A genetically informed Registered Report on adverse childhood experiences and mental health

Abstract

Children who experience adversities have an elevated risk of mental health problems. However, the extent to which adverse childhood experiences (ACEs) cause mental health problems remains unclear, as previous associations may partly reflect genetic confounding. In this Registered Report, we used DNA from 11,407 children from the United Kingdom and the United States to investigate gene-environment correlations and genetic confounding of the associations between ACEs and mental health. Regarding gene-environment correlations, children with higher polygenic scores for mental health problems had a small increase in odds of ACEs. Regarding genetic confounding, elevated risk of mental health problems in children exposed to ACEs was at least partially due to pre-existing genetic risk. However, some ACEs (such as childhood maltreatment and parental mental illness) remained associated with mental health problems independent of genetic confounding. These findings suggest that interventions addressing heritable psychiatric vulnerabilities in children exposed to ACEs may help reduce their risk of mental health problems.

Figure 1. Associations between polygenic scores and ACEs in ALSPAC.

Note. Data are presented as odds ratios +/- 95% CIs, obtained from logistic regression models. Panel A shows associations between polygenic scores for mental health problems and ACEs, Panel B shows associations between negative control polygenic scores and ACEs. P-values for individual associations between polygenic scores and ACEs are from two-sided tests and are false discovery rate (FDR) corrected. The sample size for ALSPAC analyses was n=6,411.

Figure 2. Associations between polygenic scores and ACEs in ABCD.

Note. Data are presented as odds ratios +/- 95% CIs, obtained from logistic regression models. Panel A shows associations between polygenic scores for mental health problems and ACEs, Panel B shows associations between negative control polygenic scores and ACEs. P-values for individual associations between polygenic scores and ACEs are from two-sided tests and are FDR corrected. The sample size for ABCD analyses was n=4,996.

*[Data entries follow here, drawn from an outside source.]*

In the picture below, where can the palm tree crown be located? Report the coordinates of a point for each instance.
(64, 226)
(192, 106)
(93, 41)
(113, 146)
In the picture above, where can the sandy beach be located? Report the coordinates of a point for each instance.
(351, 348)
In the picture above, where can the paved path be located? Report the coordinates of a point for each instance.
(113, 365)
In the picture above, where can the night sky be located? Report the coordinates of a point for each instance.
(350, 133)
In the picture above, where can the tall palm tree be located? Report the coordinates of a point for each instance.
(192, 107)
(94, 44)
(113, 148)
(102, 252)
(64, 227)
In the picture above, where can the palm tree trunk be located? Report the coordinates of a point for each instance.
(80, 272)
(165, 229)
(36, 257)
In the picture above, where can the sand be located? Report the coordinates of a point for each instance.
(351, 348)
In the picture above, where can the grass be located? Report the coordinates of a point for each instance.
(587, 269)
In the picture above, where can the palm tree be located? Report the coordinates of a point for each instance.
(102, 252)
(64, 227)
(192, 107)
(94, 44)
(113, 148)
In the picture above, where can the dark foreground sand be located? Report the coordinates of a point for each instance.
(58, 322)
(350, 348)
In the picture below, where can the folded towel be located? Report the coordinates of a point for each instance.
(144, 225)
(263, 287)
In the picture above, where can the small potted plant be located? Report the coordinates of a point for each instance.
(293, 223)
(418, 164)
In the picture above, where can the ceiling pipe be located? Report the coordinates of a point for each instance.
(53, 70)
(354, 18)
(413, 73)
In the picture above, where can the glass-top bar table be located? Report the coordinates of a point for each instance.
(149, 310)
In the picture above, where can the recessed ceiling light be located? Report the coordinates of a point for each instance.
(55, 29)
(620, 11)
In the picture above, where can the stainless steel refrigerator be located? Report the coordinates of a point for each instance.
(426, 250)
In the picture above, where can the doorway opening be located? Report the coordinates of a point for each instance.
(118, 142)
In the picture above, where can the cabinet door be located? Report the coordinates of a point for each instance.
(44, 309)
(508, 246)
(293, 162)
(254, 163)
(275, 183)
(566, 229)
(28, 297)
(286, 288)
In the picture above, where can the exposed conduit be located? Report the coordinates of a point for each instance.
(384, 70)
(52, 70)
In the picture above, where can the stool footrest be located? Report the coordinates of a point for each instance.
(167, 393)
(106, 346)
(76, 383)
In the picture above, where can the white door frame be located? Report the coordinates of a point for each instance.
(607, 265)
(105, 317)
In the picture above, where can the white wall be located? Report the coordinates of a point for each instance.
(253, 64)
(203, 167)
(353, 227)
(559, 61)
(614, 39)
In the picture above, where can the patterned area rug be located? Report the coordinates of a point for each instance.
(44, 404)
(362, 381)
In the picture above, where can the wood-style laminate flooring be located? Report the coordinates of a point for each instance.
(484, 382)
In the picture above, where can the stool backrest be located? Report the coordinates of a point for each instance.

Figure 3. Pairwise differences between polygenic scores in their association with ACEs.

Note: Data are presented as log odds differences +/- 90% CIs. Positive effect sizes reflect the first labelled polygenic score having a stronger positive average association with ACEs than the second polygenic score. Red dashed lines show the pre-specified equivalence bounds. 90% confidence intervals are presented and p-values are for the difference in log odds ratio between polygenic scores (two-sided tests). n=6,411 in ALSPAC and n=4,996 in ABCD.

Figure 4. Pairwise differences between ACEs in their association with polygenic risk for mental health problems.

Note: Data are presented as log odds differences +/- 90% CIs (two-sided tests). Positive effect sizes reflect the first labelled ACE having a stronger positive association with pooled polygenic risk for mental health problems; negative effect sizes reflect the second labelled ACE having a stronger positive association with pooled polygenic risk for mental health problems. The red dashed lines show the p re-specified equivalence bounds. n=6,411 in ALSPAC and n=4,996 in ABCD.

Figure 5. Diagrams showing structural equation models to estimate the genetic contribution to the associations between ACEs and mental health.

Note. In all diagrams, ACE represents the adverse childhood experience, MH represents the mental health outcome (e.g., internalising problems or externalising problems) and PGS represents the polygenic score, with one polygenic score shown in panels A and B, and all 8 polygenic scores (PGS_1-PGS_8) shown in panel C. Panel A depicts the underlying conceptual model, in which the polygenic score is treated as a confou nder, whereas panel B depicts the statistical model to calculate the genetic confounding effect, in which the polygenic score is treated as a mediator. Note that conceptually, the polygenic score cannot be a mediator in the association between ACEs and mental health because genetic variants are set at conception and do not change throughout the lifespan. However, statistically, we can estimate the genetic confounding effect by treating the polygenic score as a mediator and calculating the indirect effect of ACEs on mental health through the polygenic score. Panel C represents the statistical model in which all 8 polygenic scores are included as mediators. Though not depicted in the figure to aid clarity, we will account for correlations between polygenic scores in the model.

Figure 6. Genetic confounding of the associations between ACEs with internalising and externalising problems.

Note. Data are presented as standardised beta coefficients +/- 95% CIs for associations between ACEs and mental health outcomes, before accounting for polygenic scores (yellow circles), and after accounting for (i) observed polygenic scores for mental health problems (red points), and (ii) a latent polygenic score capturing SNP heritability in the outcome (blue points). Panel A shows the associations between ACEs and internalising problems in ALSPAC; Panel B shows the associations between ACEs and externalising problems in ALSPAC; Panel C shows the associations between ACEs and internalising problems in ABCD; Panel D shows the associations between ACEs and externalising problems in ABCD. Tests were two-sided. Confidence intervals could not be reliably computed for associations attenuated to zero and therefore these estimates should be interpreted with caution. n=6,411 in ALSPAC and n=4,996 in ABCD.